Governador e prefeitos saem em defesa da Cemig

DA REDAÇÃO
Fernando Pimentel quer a paralisação do leilão de três usinas / Foto: Manoel Marques/Imprensa MG

 

O governador de Minas Gerais, Fernando Pimentel, e prefeitos das cidades de Indianópolis, Ipiaçu, Conceição das Alagoas, Uberaba, Manhuaçu, Sacramento, Santa Vitória, além de representantes da indústria, comércio, engenharia e metais no Estado, saíram em defesa das usinas da Cemig. Em carta aberta divulgada ontem, os signatários pedem que o governo federal respeite os contratos assinados e busque um acordo para renovação das concessões de Jaguara, São Simão e Miranda.

A empresa solicita ao Supremo Tribunal Federal que conceda uma liminar para paralisar o processo o leilão das usinas citadas e também de Volta Grande, que deve ocorrer até 30 de setembro deste ano. No último dia 24, a presidente do STF, ministra Cármen Lúcia, não viu urgência na análise do recurso.
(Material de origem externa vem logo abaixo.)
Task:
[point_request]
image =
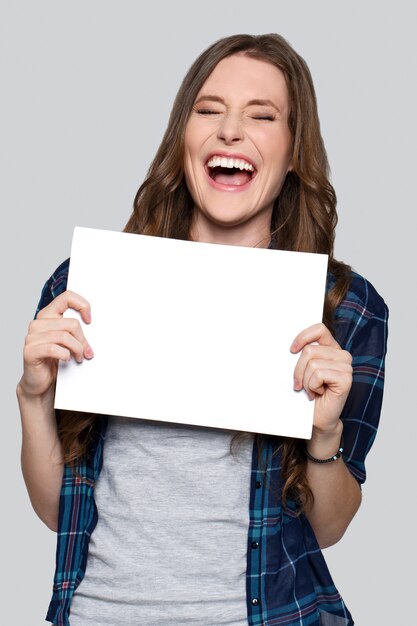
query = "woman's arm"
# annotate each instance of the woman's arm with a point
(324, 370)
(51, 338)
Dessa forma, a decisão sobre o leilão será tomada pelo ministro Dias Toffoli, relator do processo, após o recesso do STF, que vai até o dia 31 de julho.

A carta diz ter o propósito de defender o patrimônio de Minas Gerais e de mostrar ao governo federal que a solução negociada para a renovação das concessões "é o melhor caminho para todos", alegando que a Cemig fez investimentos e cumpriu todos os requisitos. "Retirar da Cemig esse direito significa reduzir em quase 50% sua capacidade de geração - incluindo nesse cálculo a Usina de Volta Grande, com concessão também vencida - limitando drasticamente a possibilidade de investimentos da empresa", diz a carta.

Nesta semana, deputados estaduais, representantes do Ministério Público, de movimentos sociais e entidades de trabalhadores lançaram a Frente Mineira de Defesa da Cemig. Além de prejuízos à economia do Estado e à viabilidade da própria empresa mineira, o presidente da Cemig, Bernardo Alvarenga, alertou que o leilão das três hidrelétricas poderá acarretar um aumento na conta de luz do consumidor residencial em Minas, como forma de os novos donos recuperarem o investimento.